Akkad in Mesopotamia was the center of the world’s first empire some 25 centuries before Christ. The Akkadian language outlasted the empire, becoming the language of several later cultures, including Babylonia.
Even 45 centuries later, we possibly still use a couple of words from that language in our day-to-day activities, words that may descend from the Akkadian words asu, “to ascend,” and erub, “to descend.” They were the roots of the words for “east” and “west,” where the sun ascends and descends. In English, we pronounce them “Asia” and “Europe.”
Eventually, the word “Asia” came to mean the mass of lands, cultures and peoples east of the Roman Empire’s heartland, a usage that survives in the Catholic Church.
That is why the Church’s 1998 Extraordinary Synod for Asia included parts of the world such as Lebanon that nobody thinks of when they hear the word Asia. It also accounts for Pope John Paul II’s meaningless exclamation in Ecclesia in Asia that Jesus was born in Asia.
In fact, the concept of Asia is a Western one. No culture outside of Europe seems to have tried to develop a single word or concept to encompass and categorize hundreds of cultures, languages, religions and environments either in their own neighborhood or for the whole world.

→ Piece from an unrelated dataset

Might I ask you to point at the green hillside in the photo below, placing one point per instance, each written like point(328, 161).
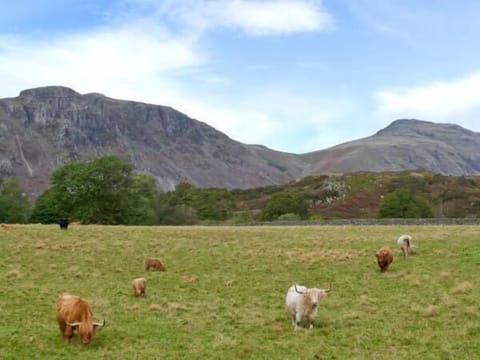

In Europe itself, its own continental designation came to embody a sort of nostalgia for the unity of the Roman Empire, a nostalgia that finds its latest manifestation in the European Union.
So, what is Asia? The word is used to cover so much that it actually designates nothing. Tour guides in Israel, petroleum engineers in Saudi Arabia, shepherds in Afghanistan, software developers in India, fisherfolk in the Philippines, monks in Thailand, artists in Indonesia, factory workers in China, Orthodox priests in Siberia, “salary men” in Japan - what have they in common? Not much beyond their human genome and an ancient Roman designation of them all as Asian.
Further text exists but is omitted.